One of the barriers to making a leap to using a full agent was just getting started changing the process, given the other priorities in the business.
The concept behind this tool is a daily tip and reward for thinking about data governance and AI usage.
It takes the requirements and groups these into categories:
- document
- metadata
- governance
- security
- integration
- ai-llm
- reporting
- pilot
The tool is still a PoC (the name still resembles a breakfast cereal) and is being trialled internally.
Lessons Learnt
Lessons so far categorised by the key themes above:
Data privacy concerns:
- It is possible to run LLM models locally and not in the cloud to alleviate privacy concerns
- Data governance is key whether running the process manually or automating it with AI.
Accuracy concerns:
- The LLMs extraction of obligations are still viewed as not accurate compared to an analyst manually extracting the obligations to a spreadsheet
Trust concerns:
- The more abstracted a package/tool the more the tool becomes a black box to the steps and decisions made by the tool
- Web app chat UIs do not give enough transparency or visibility of underlying documentation or steps or decisions in the process
Familiar formats:
- Excel is still preferred as a format for the output to manage the obligations
- The team does not have any in house engineers so any solution would need to be as low code or no code as possible
Recommendation
The recommendation is to agentify the obligations management process only using least priviledge data access and limit AI access to the obligations, with a boundary to isolate the legal documents store. This means a cloud AI solution is more acceptable.
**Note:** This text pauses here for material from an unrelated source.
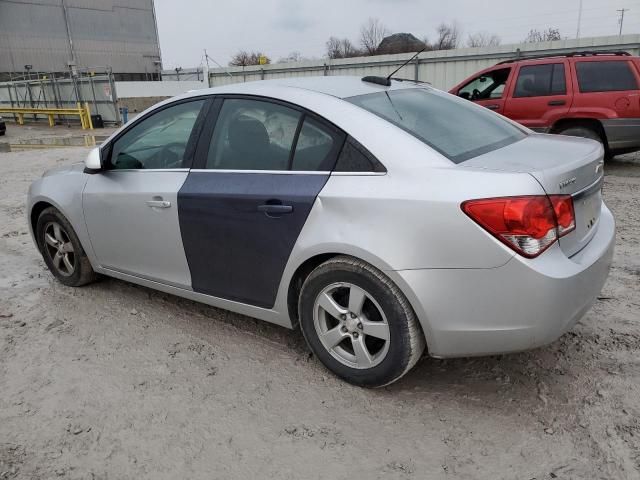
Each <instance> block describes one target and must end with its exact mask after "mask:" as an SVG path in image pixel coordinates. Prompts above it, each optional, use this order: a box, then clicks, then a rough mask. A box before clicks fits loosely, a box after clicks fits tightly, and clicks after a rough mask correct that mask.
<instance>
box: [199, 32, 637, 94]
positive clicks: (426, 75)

The obligations already live in Excel, which is the preferred format that is readable and auditable.
graph TD
SH[Human]
LD[Legal and Compliance Documents]
VO[Versioned Obligations]
START --> SH
SH -.->|creates| LD
SH -.->|document questions| LD
LD -.->|extracts| VO
VO --> MANAGE[Manage Obligations Tool]
MANAGE -.->|notifies obligations| SH
SH -.->|reviews obligations| VO
MANAGE --> END[End]
style START fill:#22c55e,color:#fff
style MANAGE fill:#6366f1,color:#fff
style END fill:#22c55e,color:#fff
style SH fill:#f3e8ff,stroke:#9333ea,color:#6b21a8
Given the startup has no in-house engineers, the recommendation is two further proof of concepts :
- Microsoft Power Automate + AI Builder. This has a visual workflow with prebuilt and custom models available.
- Microsoft Copilot studio which is a platform for building and managing agents.
Although this doesn’t create an agent for the whole process yet, it is a step forward in automation alongside the data governance efforts.